L’info n’aura échappé à personne : avant d’être réduite en poussière, une tour du 13ème arrondissement de Paris a été entièrement investie par des grands noms du Street Art. Lesquels ont repeint les murs du sol au plafond sans omettre un seul m2. Ce sont ainsi 9 étages et 36 appartements qui sont passés sous les pinceaux et les bombes de 104 artistes. Ah oui, quand même ! Un concept d’autant plus appétissant qu’il s’offrait à la visite du quidam pendant un mois tout pile, créant par là la plus grand galerie éphémère à ciel presque ouvert. Ce mois arrive à échéance ce soir à 20h. J’aurais adoré en être, moi aussi, et jouer les petits reporters pour vos beaux yeux. Pourtant, j’ai assez rapidement botté en touche.

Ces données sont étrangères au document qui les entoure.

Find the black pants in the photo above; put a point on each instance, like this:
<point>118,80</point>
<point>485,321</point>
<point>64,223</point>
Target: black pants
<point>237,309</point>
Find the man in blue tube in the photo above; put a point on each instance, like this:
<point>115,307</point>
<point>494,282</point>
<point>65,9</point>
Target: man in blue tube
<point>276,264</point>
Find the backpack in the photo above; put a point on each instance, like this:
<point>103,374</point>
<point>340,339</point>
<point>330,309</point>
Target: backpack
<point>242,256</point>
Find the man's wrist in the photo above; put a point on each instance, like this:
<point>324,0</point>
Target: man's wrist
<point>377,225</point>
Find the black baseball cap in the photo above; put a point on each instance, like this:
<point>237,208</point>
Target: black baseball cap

Ça n’est pourtant pas faute d’avoir essayé. Deux fois, je me suis coltiné le trajet tout au bout du 13ème, avant de rebrousser chemin aussi sec : non, je ne pouvais ni ne voulais attendre plus de 9 heures pour pénétrer le sacro saint. 9 heures ! Le concept a bien sûr de quoi motiver les foules dont je fais partie, je le conçois, mais quand même, une journée entière à piétiner dans une file d’attente, est-ce vraiment raisonnable ? Je veux bien être un mouton, mais j’ai mes limites.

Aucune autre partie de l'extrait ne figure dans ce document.